Tuesday 31 August 2010

EIF 2010: Sin Sangre, or here we go again. Sigh.

The first thing one should always do when deciding on theatrical offerings at the Edinburgh International Festival is read the small print.  In this case, the key word is “stylised” - the acting, and the vocal delivery in particular (I have never heard a child who sounded like the child does here) fight the text and pretty successfully drain away the emotional impact that it ought to have.

This is not uncommon in EIF theatrical offerings, as previous reviews of mine have indicated.  But in this case it is particularly frustrating because of the quality of the text.  The play is an adaptation of Alessandro Baricco's novel of the same name.  Baricco, most famous for his novella Silk is a master of that particular form of shorter fiction.  His prose has a rhythm to it, so that the pages turn rapidly – in Sin Sangre the novella the pace is unrelenting and the dialogue came alive in my head.  I read the book not long ago, and the text, as conveyed by the subtitles last night, certainly read like Baricco.

The first problem with the adaptation, to my mind, is Teatro Cinema's principle claim to an original idea.  As the name implies, the show (and The Man Who Fed Butterflies, their other offering) attempt to fuse film and theatre.  As the programme note explains, the actors perform in a strip of space between two screens onto which are projected the film of the various backgrounds.  This was not wholly dissimilar, although obviously far more complex in execution, to the use of film in Sunset Boulevard.  For the first 10-15 minutes I appreciated the complexity of the staging and its visual beauty.  But as time goes on the novelty wears off, and the process seems to get increasingly in the way of the story as the narrative – which zips along in Baricco's novel, holding at least this reader in a vice like grip – grinds to a halt.

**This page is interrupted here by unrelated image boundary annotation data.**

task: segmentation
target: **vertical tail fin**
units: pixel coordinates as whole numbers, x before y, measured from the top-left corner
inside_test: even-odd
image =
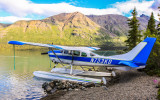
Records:
[[[109,56],[109,57],[113,59],[120,59],[123,61],[133,61],[136,63],[146,64],[147,59],[150,55],[150,52],[155,42],[156,42],[156,38],[147,37],[144,41],[140,42],[136,47],[134,47],[128,53]],[[128,64],[125,63],[125,65],[128,65]],[[131,66],[131,65],[128,65],[128,66]]]
[[[156,42],[156,38],[147,37],[143,42],[147,43],[147,44],[138,53],[138,55],[133,59],[133,61],[145,64],[148,60],[150,53],[151,53],[153,45]]]

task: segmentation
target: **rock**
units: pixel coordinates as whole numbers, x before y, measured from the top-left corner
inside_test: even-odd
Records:
[[[49,83],[49,86],[53,89],[53,88],[54,88],[54,83],[53,83],[53,82],[50,82],[50,83]]]
[[[71,90],[72,90],[72,88],[69,88],[68,90],[69,90],[69,91],[71,91]]]

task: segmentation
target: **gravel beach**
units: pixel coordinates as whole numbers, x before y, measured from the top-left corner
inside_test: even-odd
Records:
[[[158,88],[153,80],[159,77],[148,76],[144,72],[118,71],[119,81],[107,89],[94,87],[86,90],[61,91],[41,100],[156,100]]]

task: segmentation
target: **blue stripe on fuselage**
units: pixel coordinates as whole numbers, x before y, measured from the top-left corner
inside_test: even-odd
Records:
[[[60,50],[54,50],[55,53],[61,53]],[[48,51],[48,53],[52,53],[52,51]],[[62,54],[62,53],[61,53]],[[60,59],[66,59],[66,60],[72,60],[72,56],[67,56],[67,55],[57,55]],[[49,57],[54,57],[56,58],[55,55],[49,55]],[[90,58],[90,57],[78,57],[78,56],[74,56],[73,60],[75,61],[82,61],[82,62],[90,62],[90,63],[97,63],[97,64],[112,64],[112,65],[121,65],[119,64],[120,61],[123,60],[116,60],[116,59],[106,59],[106,58]],[[132,62],[132,61],[131,61]],[[143,63],[136,63],[134,62],[134,64],[138,65],[138,66],[143,66],[145,64]],[[126,65],[123,65],[126,66]]]
[[[60,59],[72,60],[72,56],[65,56],[65,55],[57,55]],[[55,55],[49,55],[49,57],[56,58]],[[73,57],[74,61],[82,61],[82,62],[90,62],[90,63],[97,63],[97,64],[115,64],[119,63],[119,60],[112,60],[112,59],[104,59],[104,58],[90,58],[90,57]]]
[[[54,53],[62,53],[62,52],[60,52],[60,50],[53,50],[54,51]],[[52,51],[48,51],[48,53],[53,53]]]

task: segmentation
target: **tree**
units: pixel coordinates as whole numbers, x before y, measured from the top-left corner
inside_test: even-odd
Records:
[[[154,19],[154,15],[153,12],[151,13],[150,19],[148,21],[148,25],[147,25],[147,29],[150,31],[151,34],[156,34],[157,30],[156,30],[156,25],[155,25],[155,19]]]
[[[152,17],[152,18],[151,18]],[[150,74],[150,75],[158,75],[160,76],[160,34],[158,34],[159,32],[159,24],[157,26],[156,29],[156,25],[155,25],[155,19],[153,16],[153,13],[151,14],[150,20],[148,21],[148,26],[147,26],[147,30],[149,30],[149,32],[147,32],[147,36],[149,37],[155,37],[157,38],[154,47],[152,49],[152,52],[149,56],[149,59],[147,61],[147,66],[145,68],[145,71]]]
[[[130,30],[128,31],[128,39],[125,41],[128,49],[131,50],[141,41],[141,35],[139,28],[139,21],[137,20],[137,11],[136,8],[132,11],[132,18],[128,20],[128,26]]]

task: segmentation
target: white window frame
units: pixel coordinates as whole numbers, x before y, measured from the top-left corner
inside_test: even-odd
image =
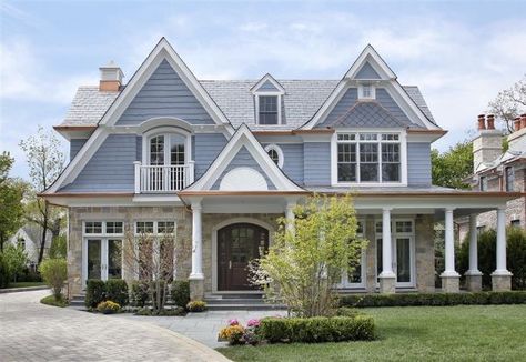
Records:
[[[357,220],[362,224],[362,232],[356,233],[356,238],[365,238],[366,230],[365,230],[365,219]],[[336,285],[338,289],[365,289],[366,282],[366,272],[367,272],[367,252],[365,249],[362,250],[362,257],[360,261],[360,273],[361,273],[361,282],[360,283],[351,283],[348,281],[348,273],[342,273],[342,281]]]
[[[338,141],[337,135],[355,134],[355,139],[351,141]],[[360,181],[360,134],[375,133],[376,141],[362,141],[362,143],[378,144],[378,181]],[[398,134],[397,141],[382,141],[382,134]],[[354,143],[356,144],[356,180],[353,182],[340,182],[337,179],[337,144],[338,143]],[[401,180],[399,181],[382,181],[382,143],[398,143],[399,144],[399,163],[401,163]],[[331,184],[333,187],[406,187],[407,185],[407,132],[399,129],[361,129],[356,130],[337,130],[331,139]]]
[[[411,224],[412,224],[412,231],[411,232],[397,232],[396,231],[396,222],[399,222],[399,221],[402,221],[402,222],[409,221]],[[382,235],[383,235],[382,232],[376,230],[376,224],[378,222],[382,222],[382,219],[375,219],[374,220],[374,241],[375,241],[376,245],[377,245],[378,239],[382,240]],[[415,288],[416,286],[416,245],[415,245],[416,244],[416,242],[415,242],[416,230],[415,230],[415,228],[416,228],[416,222],[415,222],[414,218],[393,218],[393,219],[391,219],[391,255],[392,255],[392,263],[393,263],[393,272],[395,273],[395,275],[397,274],[397,270],[396,270],[394,263],[395,262],[396,262],[396,264],[398,263],[398,261],[396,260],[396,239],[397,238],[407,238],[407,239],[409,239],[411,281],[409,282],[398,282],[398,281],[396,281],[396,283],[395,283],[396,288]],[[376,250],[376,252],[375,252],[375,265],[374,265],[376,288],[380,286],[378,282],[377,282],[377,279],[378,279],[377,270],[378,270],[378,263],[381,263],[381,262],[382,261],[378,260],[378,258],[377,258],[377,250]]]
[[[170,140],[171,134],[180,134],[185,138],[184,143],[184,164],[189,164],[192,160],[192,134],[183,129],[174,127],[161,127],[149,130],[142,134],[142,164],[150,165],[150,140],[158,137],[164,137],[164,165],[166,160],[171,160],[170,155],[170,141],[166,143],[166,139]],[[166,147],[168,145],[168,147]],[[182,164],[181,164],[182,165]]]
[[[277,123],[276,124],[261,124],[264,127],[272,127],[272,125],[281,125],[282,124],[282,117],[281,117],[281,101],[282,101],[282,92],[255,92],[255,123],[260,124],[260,97],[276,97],[277,98]]]
[[[269,153],[269,151],[271,151],[271,150],[276,151],[276,153],[277,153],[277,167],[280,169],[282,169],[283,164],[285,163],[285,157],[283,154],[283,150],[281,149],[281,147],[279,147],[275,143],[271,143],[271,144],[265,145],[265,152],[266,153]]]

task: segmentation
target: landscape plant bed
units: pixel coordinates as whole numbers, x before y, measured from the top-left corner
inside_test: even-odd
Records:
[[[341,305],[368,306],[432,306],[432,305],[526,304],[526,291],[476,293],[407,293],[345,295]]]

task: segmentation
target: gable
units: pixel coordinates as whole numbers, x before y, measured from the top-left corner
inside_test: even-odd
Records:
[[[155,117],[175,117],[192,124],[214,124],[210,114],[165,59],[115,124],[139,124]]]
[[[223,170],[221,175],[218,178],[215,183],[212,185],[212,190],[220,190],[220,185],[225,178],[231,171],[245,168],[245,169],[251,169],[257,172],[261,177],[263,177],[264,181],[266,182],[266,189],[267,190],[276,190],[276,187],[274,183],[269,179],[269,175],[263,171],[263,169],[260,167],[257,161],[252,157],[252,154],[249,152],[246,147],[242,147],[239,151],[237,154],[230,161],[230,163],[226,165],[226,168]],[[241,183],[250,183],[250,180],[240,180]],[[250,188],[250,184],[247,184]]]
[[[358,70],[355,79],[382,79],[380,74],[374,70],[373,66],[367,61],[363,64],[363,67]]]

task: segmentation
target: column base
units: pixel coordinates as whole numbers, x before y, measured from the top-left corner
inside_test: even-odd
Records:
[[[479,271],[467,271],[466,276],[466,289],[469,292],[481,292],[482,291],[482,273]]]
[[[382,294],[394,294],[395,293],[395,284],[396,284],[396,275],[387,274],[387,275],[378,275],[380,279],[380,292]]]
[[[461,286],[459,286],[461,275],[442,273],[441,279],[442,279],[442,291],[444,293],[458,293],[461,291]]]
[[[201,275],[190,275],[190,300],[202,301],[204,299],[204,278]]]
[[[492,273],[492,290],[494,292],[512,290],[512,273],[507,270],[504,272],[494,271]]]

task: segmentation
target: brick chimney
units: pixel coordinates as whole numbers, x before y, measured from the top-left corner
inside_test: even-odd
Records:
[[[101,80],[99,82],[99,90],[101,92],[118,92],[122,84],[124,74],[119,66],[110,61],[108,66],[100,67]]]
[[[526,114],[514,121],[514,132],[508,135],[508,151],[526,152]]]
[[[487,120],[487,125],[486,125]],[[473,171],[484,162],[492,162],[503,153],[503,133],[495,129],[495,118],[478,115],[478,132],[473,140]]]

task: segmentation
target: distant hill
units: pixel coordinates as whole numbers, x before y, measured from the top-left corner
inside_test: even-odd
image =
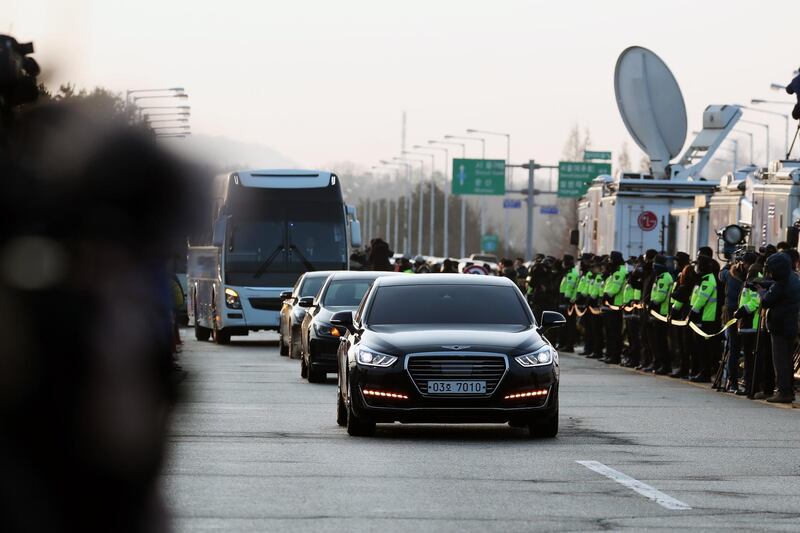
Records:
[[[213,135],[192,134],[170,143],[178,153],[216,168],[295,168],[298,164],[276,150]]]

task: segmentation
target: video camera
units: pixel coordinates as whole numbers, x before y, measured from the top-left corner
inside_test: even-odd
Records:
[[[5,119],[15,106],[28,104],[39,96],[36,76],[39,64],[29,54],[33,43],[20,43],[0,34],[0,117]]]

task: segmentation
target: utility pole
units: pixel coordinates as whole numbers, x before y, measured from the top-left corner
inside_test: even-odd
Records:
[[[510,165],[510,164],[507,163],[506,167],[509,167],[509,168],[524,168],[524,169],[528,170],[528,188],[527,189],[523,189],[520,192],[526,196],[526,202],[528,203],[528,206],[527,206],[527,209],[528,209],[528,212],[527,212],[527,214],[528,214],[528,223],[527,223],[527,228],[526,228],[527,229],[527,235],[525,236],[525,260],[526,261],[531,261],[531,260],[533,260],[533,209],[535,207],[533,205],[533,198],[534,198],[534,195],[539,194],[541,192],[541,191],[537,191],[534,188],[534,182],[535,182],[534,173],[535,173],[536,170],[538,170],[540,168],[558,168],[558,165],[539,165],[533,159],[531,159],[530,161],[528,161],[527,163],[522,164],[522,165]],[[549,192],[549,191],[545,191],[545,192]]]

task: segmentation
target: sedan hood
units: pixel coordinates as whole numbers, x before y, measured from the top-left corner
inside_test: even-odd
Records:
[[[536,328],[516,325],[491,326],[372,326],[364,332],[363,344],[375,350],[400,355],[419,352],[494,352],[518,355],[545,344]]]

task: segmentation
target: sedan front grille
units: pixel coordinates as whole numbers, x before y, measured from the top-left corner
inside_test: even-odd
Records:
[[[504,355],[410,354],[408,373],[422,394],[428,392],[428,381],[478,380],[486,382],[486,395],[494,393],[506,372]]]

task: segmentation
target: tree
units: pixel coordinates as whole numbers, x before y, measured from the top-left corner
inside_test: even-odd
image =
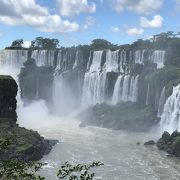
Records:
[[[94,39],[92,40],[90,46],[92,50],[104,50],[111,49],[114,45],[111,44],[111,42],[104,39]]]
[[[17,39],[12,42],[11,47],[22,48],[23,44],[24,44],[23,39]]]
[[[95,173],[90,173],[89,170],[94,167],[104,165],[101,162],[93,162],[92,164],[71,165],[68,161],[61,165],[57,177],[60,179],[69,180],[93,180]]]
[[[58,47],[58,39],[37,37],[35,40],[31,42],[31,48],[33,49],[56,49]]]

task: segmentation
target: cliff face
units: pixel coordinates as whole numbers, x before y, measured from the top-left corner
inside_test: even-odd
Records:
[[[17,89],[11,76],[0,76],[0,122],[16,122]]]
[[[38,67],[33,59],[24,63],[19,75],[21,97],[25,103],[32,100],[44,99],[52,102],[53,68]]]
[[[10,141],[8,149],[0,150],[0,161],[40,160],[57,142],[46,140],[38,132],[27,130],[16,124],[17,89],[17,84],[11,76],[0,76],[0,138],[1,141],[6,139]]]

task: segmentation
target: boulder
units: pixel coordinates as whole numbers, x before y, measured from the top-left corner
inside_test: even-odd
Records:
[[[147,142],[144,143],[145,146],[147,146],[147,145],[155,145],[155,144],[156,143],[153,140],[150,140],[150,141],[147,141]]]

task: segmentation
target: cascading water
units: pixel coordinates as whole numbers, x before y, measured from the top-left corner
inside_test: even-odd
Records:
[[[101,72],[103,51],[95,51],[89,72],[84,77],[82,105],[91,106],[105,100],[106,72]]]
[[[129,101],[136,102],[138,97],[138,79],[139,75],[136,77],[131,77],[130,89],[129,89]]]
[[[112,104],[118,102],[136,102],[138,96],[138,78],[137,76],[119,75],[115,83],[112,96]]]
[[[138,63],[138,64],[142,64],[143,61],[144,61],[144,50],[141,51],[141,50],[137,50],[135,51],[134,53],[134,59],[135,59],[135,63]]]
[[[163,113],[164,104],[166,102],[165,90],[166,88],[163,87],[159,98],[158,114],[157,114],[158,117],[161,117],[161,114]]]
[[[0,65],[20,69],[27,57],[27,50],[0,50]]]
[[[121,94],[122,94],[122,79],[123,75],[119,75],[116,81],[116,84],[114,86],[114,92],[112,96],[112,104],[117,104],[119,101],[121,101]]]
[[[82,62],[83,62],[82,52],[81,51],[76,51],[76,56],[75,56],[75,62],[74,62],[74,65],[73,65],[73,69],[80,66]]]
[[[164,67],[165,53],[166,52],[162,50],[155,50],[152,53],[151,61],[157,64],[158,69]]]
[[[127,61],[127,54],[125,50],[120,52],[120,62],[119,62],[119,71],[121,73],[126,73],[126,62]]]
[[[31,58],[35,59],[37,66],[53,66],[54,52],[53,50],[34,50]]]
[[[119,50],[106,52],[106,63],[104,69],[106,72],[118,72],[118,60],[119,60]]]
[[[146,106],[149,105],[149,93],[150,93],[150,84],[148,83],[147,92],[146,92]]]
[[[180,84],[173,88],[172,95],[166,100],[160,121],[161,131],[172,133],[180,131]]]

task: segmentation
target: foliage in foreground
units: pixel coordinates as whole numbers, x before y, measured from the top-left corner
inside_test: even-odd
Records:
[[[90,173],[89,170],[94,167],[104,165],[101,162],[93,162],[90,165],[71,165],[69,162],[65,162],[61,165],[57,173],[59,179],[69,179],[69,180],[92,180],[95,176],[95,173]]]
[[[6,150],[11,145],[10,140],[0,139],[0,151]],[[45,180],[45,177],[38,175],[38,171],[46,163],[37,162],[20,162],[18,160],[8,160],[0,162],[0,179],[1,180]],[[102,166],[101,162],[92,164],[72,165],[68,161],[61,165],[57,172],[59,180],[93,180],[95,173],[89,172],[94,167]]]

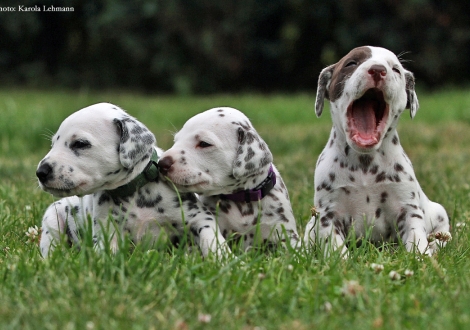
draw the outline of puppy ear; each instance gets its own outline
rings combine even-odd
[[[415,78],[411,72],[405,71],[405,81],[407,99],[406,109],[410,109],[410,117],[413,119],[418,111],[419,102],[415,92]]]
[[[268,145],[258,132],[247,125],[237,129],[237,154],[233,161],[233,176],[237,179],[260,172],[273,161]]]
[[[318,77],[317,99],[315,101],[315,113],[317,114],[317,117],[320,117],[323,112],[323,102],[325,101],[325,97],[327,100],[329,99],[328,86],[330,85],[334,68],[335,64],[324,68]]]
[[[121,139],[119,142],[119,160],[124,168],[133,168],[139,162],[152,156],[155,136],[147,127],[136,119],[125,116],[115,118],[114,123]]]

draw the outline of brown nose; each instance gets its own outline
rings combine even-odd
[[[171,165],[173,165],[174,162],[175,161],[173,160],[171,156],[166,156],[160,159],[158,161],[158,168],[160,169],[160,172],[163,175],[168,174],[168,172],[171,171]]]
[[[387,75],[387,69],[383,65],[378,64],[372,65],[367,72],[376,82],[383,79],[383,77]]]

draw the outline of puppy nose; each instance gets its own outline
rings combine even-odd
[[[368,73],[374,81],[379,81],[387,75],[387,69],[383,65],[374,64],[369,68]]]
[[[41,164],[36,171],[36,176],[42,183],[52,178],[52,167],[48,163]]]
[[[158,161],[158,168],[160,169],[160,172],[164,175],[168,174],[171,170],[171,165],[173,165],[175,161],[171,156],[166,156],[163,157]]]

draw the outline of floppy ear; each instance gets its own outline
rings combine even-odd
[[[155,136],[147,127],[136,119],[125,116],[115,118],[114,123],[121,136],[119,142],[119,160],[125,168],[133,168],[137,163],[152,156]]]
[[[410,109],[410,117],[413,119],[418,111],[419,102],[415,92],[415,78],[411,72],[405,71],[405,81],[407,99],[406,109]]]
[[[268,145],[253,127],[243,125],[237,131],[238,146],[233,161],[233,176],[237,179],[260,172],[273,161]]]
[[[315,101],[315,113],[317,114],[317,117],[320,117],[323,112],[323,102],[325,101],[325,97],[327,100],[329,98],[328,87],[330,85],[334,68],[335,64],[324,68],[318,77],[317,99]]]

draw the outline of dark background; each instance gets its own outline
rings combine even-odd
[[[468,0],[22,1],[0,12],[0,85],[149,93],[311,91],[353,47],[402,54],[420,87],[467,84]],[[0,7],[17,6],[0,1]]]

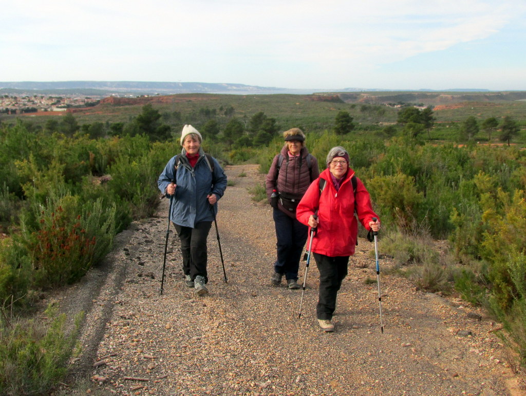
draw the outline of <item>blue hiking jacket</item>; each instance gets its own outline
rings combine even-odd
[[[170,218],[175,224],[184,227],[194,228],[201,221],[213,221],[217,213],[217,203],[211,207],[208,195],[215,194],[218,201],[223,196],[227,187],[227,176],[215,158],[214,177],[207,163],[207,158],[202,148],[199,148],[199,158],[195,167],[192,168],[183,149],[179,155],[180,163],[175,171],[174,156],[168,161],[159,176],[157,185],[161,193],[166,192],[166,187],[171,180],[175,180],[177,187],[172,205]],[[175,176],[175,177],[174,177]]]

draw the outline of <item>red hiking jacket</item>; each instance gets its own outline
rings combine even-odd
[[[358,221],[354,215],[355,195],[351,178],[355,172],[349,169],[340,189],[332,184],[329,169],[311,184],[296,210],[296,218],[307,224],[309,217],[318,211],[318,231],[312,240],[312,251],[329,257],[351,256],[355,253],[358,237]],[[325,187],[320,194],[320,179],[324,179]],[[378,218],[372,210],[371,198],[363,183],[356,178],[356,210],[360,222],[368,231],[369,222]],[[309,230],[310,243],[310,230]]]

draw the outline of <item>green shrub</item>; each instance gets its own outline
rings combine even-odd
[[[448,291],[450,289],[447,268],[436,261],[426,261],[421,265],[412,266],[407,275],[417,286],[429,292]]]
[[[46,205],[34,203],[31,211],[23,212],[21,238],[39,287],[78,280],[111,247],[114,205],[103,209],[100,200],[83,205],[78,196],[52,194]]]
[[[115,201],[118,197],[128,203],[134,219],[150,217],[159,205],[157,179],[162,170],[153,153],[134,159],[119,157],[108,169],[112,179],[108,188]]]
[[[377,176],[367,182],[371,199],[383,215],[382,222],[397,223],[407,229],[419,213],[423,195],[417,191],[412,178],[402,173]]]
[[[454,289],[463,300],[476,305],[485,304],[488,287],[483,274],[475,273],[471,268],[464,267],[453,271],[453,279]]]
[[[5,183],[0,186],[0,223],[17,222],[18,211],[21,206],[21,200],[9,192]]]
[[[31,266],[25,249],[11,238],[0,240],[0,309],[24,305],[30,286]]]

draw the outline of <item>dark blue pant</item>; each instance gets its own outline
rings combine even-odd
[[[278,258],[274,263],[274,271],[285,274],[287,279],[297,281],[309,227],[279,209],[274,209],[272,216],[278,240]]]
[[[208,251],[206,240],[212,226],[211,221],[201,221],[196,224],[195,228],[184,227],[174,224],[181,241],[181,253],[183,255],[183,272],[189,275],[192,280],[200,275],[204,276],[205,283],[208,281],[206,263]]]
[[[316,305],[318,319],[330,320],[336,307],[336,296],[341,281],[347,275],[349,256],[329,257],[313,253],[320,272],[320,294]]]

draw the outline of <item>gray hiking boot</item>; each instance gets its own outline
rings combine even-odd
[[[194,287],[194,281],[189,275],[185,275],[185,284],[189,288]]]
[[[288,286],[289,289],[291,290],[295,290],[297,289],[299,289],[299,285],[298,284],[298,282],[296,279],[287,279],[287,285]]]
[[[332,324],[332,322],[330,320],[327,320],[327,319],[318,319],[318,323],[320,325],[320,327],[321,328],[323,331],[326,331],[328,333],[334,331],[334,325]]]
[[[281,284],[282,278],[283,278],[283,274],[275,272],[270,277],[270,283],[272,286],[279,286]]]
[[[205,285],[205,277],[198,275],[196,279],[194,280],[194,288],[196,293],[198,294],[206,294],[208,293],[208,289]]]

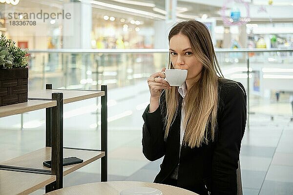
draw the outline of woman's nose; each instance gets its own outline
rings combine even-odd
[[[184,61],[183,60],[183,58],[180,56],[177,58],[177,61],[176,62],[176,65],[177,66],[180,66],[181,65],[184,64]]]

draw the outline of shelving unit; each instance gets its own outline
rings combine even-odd
[[[0,163],[0,178],[7,179],[0,180],[1,195],[28,194],[44,186],[46,193],[62,188],[64,176],[100,158],[101,181],[107,180],[106,86],[102,85],[101,91],[54,90],[51,84],[46,89],[29,92],[27,102],[0,107],[0,117],[46,108],[46,147]],[[63,104],[99,97],[102,99],[101,150],[64,147]],[[63,167],[63,158],[72,156],[84,162]],[[52,169],[42,165],[49,160]],[[28,185],[11,187],[23,183],[20,178],[24,178]]]

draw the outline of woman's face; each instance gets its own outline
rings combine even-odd
[[[174,68],[188,71],[187,83],[197,81],[200,78],[203,65],[195,58],[188,38],[181,34],[173,36],[169,42],[169,48]]]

This is not solely the fault of the staging, but of Teatro Cinema's stylised approach to acting.  I think this must be something they are teaching them in the theatrical schools.  Rather than deliver dialogue in a realistic way – as if two people were actually conversing as they might in something approaching real life, all sorts of strange inflexions, odd pauses, grunts, accents are thrown into the mix so that the performance ends up seriously at odds with the text (Sin Sangre is rescued from being seriously irritating in this regard by the sober quality of the subtitling; I have a nasty suspicion that if the text had been performed in English the acting could have dismembered it as maddeningly as the American Repertory Theatre did the Three Sisters or MabouMines did A Doll's House).  Particularly worthy of note was the actress playing Nina (the girl bent on vengeance), who appeared at points to be channelling the spirit of Captain Jack Sparrow with a whole lot of weird gesturing, sadly lacking Johnny Depp's comedic genius.

Visually there is something to appreciate in this show, and the first half in which the revenge killings take place is not without power.  The true measure of whether 90 minutes of uninterrupted theatre has been successful however is whether you find it passing very slowly or you find yourself straining your eyes in the darkness trying to see how much more there is to go – both of which applied to me last night.  True to form, Mills has done it again, and brought boring experimental theatre to the International Festival.  Is it too radical to suggest that it might be time just to tell a few straight stories?